What does this mean for rehabilitation for hamstring injuries

For rehabilitation, this knowledge means a shift in emphasis from caution to greater understanding. Particularly in athletes with a long T-junction, the recovery mechanism may be different and the tissue involved remains more vulnerable under high stress. This is not to say that there is a slower build-up schedule, but rather to have sharper decision moments towards return-to-play. Return to sport is only justified when strength, control and load capacity are fully restored, even at high speeds and complex movements, without residual pain or movement restrictions. It is precisely at this point that the risk of renewed overloading of the central aponeurosis is reduced.

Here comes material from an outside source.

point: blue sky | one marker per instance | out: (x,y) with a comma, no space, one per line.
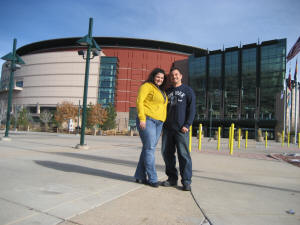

The main conclusion is that not every hamstring injury is the same, even when the diagnosis appears identical on paper. Two players with what appears to be the same hamstring rupture can biologically recover from two different problems, depending on the tissues involved and the anatomical structure of the T-junction. Anatomical variation thus provides an important explanation for differences in recovery time and the likelihood of re-injury. For athletes with recurrent hamstring injuries, this underscores the importance of an approach based on understanding anatomy, tissue behaviour and load capacity rather than standard timelines or a generalist approach.

Ruben Luijkx
Ruben Luijkx, Master of Science and co-owner of Fysio Fitaal, specialises in sports-related complaints, ultrasound diagnostics and manual therapy. Writing on physiofitaal.nl, he introduces you to the expertise and professionalism of Fysio Fitaal in Tilburg.